Environmental impact assessment (EIA) relies on rigorous scientific assessment of all potential causal pathways by which large-scale developments may impact on valued assets in a region. Despite their importance to informed decision-making, many EIAs are flawed by incomplete analysis of causal pathways, limited spatial assessment and a lack of transparency about how risks have been evaluated across the region. To address these, we describe an EIA methodology based on network analysis of potential causal pathways in a given region.
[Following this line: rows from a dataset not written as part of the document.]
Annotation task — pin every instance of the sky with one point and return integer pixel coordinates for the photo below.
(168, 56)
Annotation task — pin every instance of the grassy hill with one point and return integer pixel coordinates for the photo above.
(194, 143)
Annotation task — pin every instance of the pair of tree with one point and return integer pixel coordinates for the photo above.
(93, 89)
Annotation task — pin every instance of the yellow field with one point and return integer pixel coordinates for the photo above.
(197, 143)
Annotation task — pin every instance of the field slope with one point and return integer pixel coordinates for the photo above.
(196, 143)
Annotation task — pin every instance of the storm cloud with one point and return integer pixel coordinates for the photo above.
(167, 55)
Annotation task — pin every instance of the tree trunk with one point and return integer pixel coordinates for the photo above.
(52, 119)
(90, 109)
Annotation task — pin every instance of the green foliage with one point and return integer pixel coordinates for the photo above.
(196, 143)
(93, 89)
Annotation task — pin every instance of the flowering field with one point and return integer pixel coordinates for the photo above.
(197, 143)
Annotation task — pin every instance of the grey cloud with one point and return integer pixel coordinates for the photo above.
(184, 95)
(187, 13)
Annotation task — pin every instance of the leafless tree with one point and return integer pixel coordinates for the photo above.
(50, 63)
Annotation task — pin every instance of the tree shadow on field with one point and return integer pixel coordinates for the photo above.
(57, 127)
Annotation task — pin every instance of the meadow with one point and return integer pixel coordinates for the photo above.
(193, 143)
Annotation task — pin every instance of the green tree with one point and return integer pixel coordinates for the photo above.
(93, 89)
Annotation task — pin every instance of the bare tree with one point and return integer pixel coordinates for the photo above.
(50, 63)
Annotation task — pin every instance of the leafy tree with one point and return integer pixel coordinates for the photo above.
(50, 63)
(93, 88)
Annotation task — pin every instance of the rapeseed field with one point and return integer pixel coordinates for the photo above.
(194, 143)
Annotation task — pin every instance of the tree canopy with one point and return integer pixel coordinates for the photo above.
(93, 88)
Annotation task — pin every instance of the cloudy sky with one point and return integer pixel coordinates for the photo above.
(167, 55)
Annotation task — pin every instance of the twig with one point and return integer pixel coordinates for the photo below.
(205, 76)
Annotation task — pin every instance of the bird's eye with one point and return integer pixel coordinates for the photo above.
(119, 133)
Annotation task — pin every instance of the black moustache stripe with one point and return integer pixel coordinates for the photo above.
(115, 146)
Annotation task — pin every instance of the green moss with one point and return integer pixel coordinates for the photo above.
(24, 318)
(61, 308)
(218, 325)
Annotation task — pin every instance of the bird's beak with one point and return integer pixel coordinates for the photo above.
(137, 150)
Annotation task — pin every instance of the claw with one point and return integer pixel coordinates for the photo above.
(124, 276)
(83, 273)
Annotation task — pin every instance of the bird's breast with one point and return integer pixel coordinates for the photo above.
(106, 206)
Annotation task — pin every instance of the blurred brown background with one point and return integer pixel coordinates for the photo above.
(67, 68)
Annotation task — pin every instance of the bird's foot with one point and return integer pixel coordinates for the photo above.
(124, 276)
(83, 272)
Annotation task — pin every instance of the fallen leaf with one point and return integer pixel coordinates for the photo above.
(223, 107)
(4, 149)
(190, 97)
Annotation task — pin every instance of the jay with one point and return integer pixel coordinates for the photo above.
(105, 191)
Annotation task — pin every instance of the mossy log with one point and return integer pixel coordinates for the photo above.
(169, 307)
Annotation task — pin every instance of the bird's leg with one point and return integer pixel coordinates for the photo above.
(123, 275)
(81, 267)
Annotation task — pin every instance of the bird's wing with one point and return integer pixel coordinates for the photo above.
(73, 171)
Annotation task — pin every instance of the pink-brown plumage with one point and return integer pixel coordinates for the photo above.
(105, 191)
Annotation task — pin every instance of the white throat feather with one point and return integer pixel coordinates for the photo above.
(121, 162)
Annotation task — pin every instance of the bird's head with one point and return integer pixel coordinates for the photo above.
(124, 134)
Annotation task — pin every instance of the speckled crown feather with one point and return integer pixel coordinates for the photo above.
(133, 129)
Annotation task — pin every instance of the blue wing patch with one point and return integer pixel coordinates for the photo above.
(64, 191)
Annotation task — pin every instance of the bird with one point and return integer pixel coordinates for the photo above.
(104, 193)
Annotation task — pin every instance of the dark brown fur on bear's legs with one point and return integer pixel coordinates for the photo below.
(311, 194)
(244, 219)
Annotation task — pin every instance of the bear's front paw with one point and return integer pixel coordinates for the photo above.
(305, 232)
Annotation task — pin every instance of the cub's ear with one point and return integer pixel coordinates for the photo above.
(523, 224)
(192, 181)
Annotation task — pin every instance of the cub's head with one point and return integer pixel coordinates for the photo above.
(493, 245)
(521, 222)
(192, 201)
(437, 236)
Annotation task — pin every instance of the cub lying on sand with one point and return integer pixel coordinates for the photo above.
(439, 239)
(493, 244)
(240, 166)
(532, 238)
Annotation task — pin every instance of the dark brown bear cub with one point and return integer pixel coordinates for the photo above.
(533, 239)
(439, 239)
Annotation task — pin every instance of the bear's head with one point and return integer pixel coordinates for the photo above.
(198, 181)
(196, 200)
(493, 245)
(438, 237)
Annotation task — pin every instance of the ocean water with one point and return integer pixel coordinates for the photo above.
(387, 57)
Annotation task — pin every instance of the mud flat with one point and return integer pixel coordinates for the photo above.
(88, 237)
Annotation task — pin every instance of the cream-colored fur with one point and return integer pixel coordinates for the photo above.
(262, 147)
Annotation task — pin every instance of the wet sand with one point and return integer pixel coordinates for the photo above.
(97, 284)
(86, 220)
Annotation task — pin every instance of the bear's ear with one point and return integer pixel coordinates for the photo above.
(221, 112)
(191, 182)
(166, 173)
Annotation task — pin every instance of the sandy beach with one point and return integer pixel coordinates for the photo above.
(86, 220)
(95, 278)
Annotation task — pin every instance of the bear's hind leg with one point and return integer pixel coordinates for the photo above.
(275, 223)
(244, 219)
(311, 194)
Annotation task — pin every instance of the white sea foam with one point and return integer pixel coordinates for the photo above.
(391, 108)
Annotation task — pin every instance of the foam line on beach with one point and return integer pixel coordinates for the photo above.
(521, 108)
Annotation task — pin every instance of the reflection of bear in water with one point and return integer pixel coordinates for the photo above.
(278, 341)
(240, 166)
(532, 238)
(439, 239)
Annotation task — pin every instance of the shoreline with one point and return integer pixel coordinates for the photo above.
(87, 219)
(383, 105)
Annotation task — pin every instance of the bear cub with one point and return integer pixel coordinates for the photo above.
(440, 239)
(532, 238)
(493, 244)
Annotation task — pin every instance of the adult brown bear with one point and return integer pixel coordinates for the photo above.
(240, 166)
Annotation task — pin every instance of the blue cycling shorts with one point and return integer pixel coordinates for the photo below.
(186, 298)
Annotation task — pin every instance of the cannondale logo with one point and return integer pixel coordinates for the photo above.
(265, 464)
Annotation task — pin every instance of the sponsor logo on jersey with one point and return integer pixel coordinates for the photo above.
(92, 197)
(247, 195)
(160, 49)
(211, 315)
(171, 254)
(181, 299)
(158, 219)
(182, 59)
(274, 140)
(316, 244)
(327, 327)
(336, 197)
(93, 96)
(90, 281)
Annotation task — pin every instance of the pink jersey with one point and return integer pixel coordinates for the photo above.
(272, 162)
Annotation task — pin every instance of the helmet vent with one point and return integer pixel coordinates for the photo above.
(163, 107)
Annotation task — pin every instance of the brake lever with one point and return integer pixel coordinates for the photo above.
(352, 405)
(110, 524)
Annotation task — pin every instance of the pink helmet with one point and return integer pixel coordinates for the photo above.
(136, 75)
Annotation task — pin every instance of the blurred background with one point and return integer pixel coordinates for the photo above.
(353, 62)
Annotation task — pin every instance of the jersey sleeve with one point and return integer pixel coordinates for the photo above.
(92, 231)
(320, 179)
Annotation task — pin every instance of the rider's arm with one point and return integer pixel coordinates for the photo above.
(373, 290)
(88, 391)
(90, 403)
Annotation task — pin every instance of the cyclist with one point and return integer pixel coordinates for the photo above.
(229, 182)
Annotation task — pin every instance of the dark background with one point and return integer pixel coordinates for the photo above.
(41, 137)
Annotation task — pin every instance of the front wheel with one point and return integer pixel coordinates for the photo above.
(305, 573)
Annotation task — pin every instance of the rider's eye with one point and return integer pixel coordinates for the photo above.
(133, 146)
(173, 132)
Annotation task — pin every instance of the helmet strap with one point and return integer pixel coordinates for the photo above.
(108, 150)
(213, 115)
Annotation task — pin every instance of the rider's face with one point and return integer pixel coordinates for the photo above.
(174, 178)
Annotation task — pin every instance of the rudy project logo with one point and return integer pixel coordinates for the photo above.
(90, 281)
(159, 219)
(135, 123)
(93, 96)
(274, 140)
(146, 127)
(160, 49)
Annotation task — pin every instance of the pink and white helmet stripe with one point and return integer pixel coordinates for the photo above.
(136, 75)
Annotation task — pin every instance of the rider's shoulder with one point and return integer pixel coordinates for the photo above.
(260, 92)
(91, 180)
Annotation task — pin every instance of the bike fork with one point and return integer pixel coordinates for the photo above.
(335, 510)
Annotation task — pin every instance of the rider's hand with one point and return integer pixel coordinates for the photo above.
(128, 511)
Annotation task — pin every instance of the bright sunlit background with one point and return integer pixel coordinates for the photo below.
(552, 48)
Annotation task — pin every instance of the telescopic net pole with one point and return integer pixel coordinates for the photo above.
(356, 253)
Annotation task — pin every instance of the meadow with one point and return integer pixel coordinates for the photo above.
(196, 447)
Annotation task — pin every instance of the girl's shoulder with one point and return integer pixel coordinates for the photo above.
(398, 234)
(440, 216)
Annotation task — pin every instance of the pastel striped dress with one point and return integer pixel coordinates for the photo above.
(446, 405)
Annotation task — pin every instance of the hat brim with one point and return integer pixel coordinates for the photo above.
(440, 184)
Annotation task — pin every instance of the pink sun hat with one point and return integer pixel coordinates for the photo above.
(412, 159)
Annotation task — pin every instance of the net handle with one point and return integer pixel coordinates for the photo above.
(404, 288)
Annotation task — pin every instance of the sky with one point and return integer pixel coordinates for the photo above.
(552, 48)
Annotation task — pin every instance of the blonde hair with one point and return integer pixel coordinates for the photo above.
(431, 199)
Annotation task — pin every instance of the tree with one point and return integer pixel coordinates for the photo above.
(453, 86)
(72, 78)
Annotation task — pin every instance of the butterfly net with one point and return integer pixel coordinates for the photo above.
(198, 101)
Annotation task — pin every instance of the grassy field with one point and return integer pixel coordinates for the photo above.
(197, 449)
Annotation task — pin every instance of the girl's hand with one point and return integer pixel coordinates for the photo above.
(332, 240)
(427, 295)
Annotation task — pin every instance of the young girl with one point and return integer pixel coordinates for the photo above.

This network approach is coupled with a systematic evaluation of the likelihood, consequence and mitigation options for each causal pathway from one or more human activities to multiple valued assets. The method includes analysis of the confidence in these evaluations, recognizing where knowledge gaps constrain assessments of risks to particular assets. The causal network approach is complemented by a spatially explicit analysis of the region that allows residual risk (i.e. risk remaining after all feasible mitigations) to be mapped for all valued assets. This identifies which activities could lead to potential impacts of varying concern (rated from 'very low' to 'very high'), their likely pathways, which valued assets are at risk and where these residual risks are greatest. The output maps reveal 'risk hotspots' where more detailed local-scale assessments and monitoring should focus. The method is demonstrated by application to potential impacts on 8 valued assets (aquifers, ecosystems and protected species) due to unconventional gas resource development in the Cooper Basin, central Australia. Results show which activities and causal pathways are of potential concern to different valued assets and where residual risk is greatest for particular species and ecosystems. This spatial causal network provides a systematic, consistent and transparent assessment of potential impacts, improving the quality of decision-making about planned developments and their environmental risks.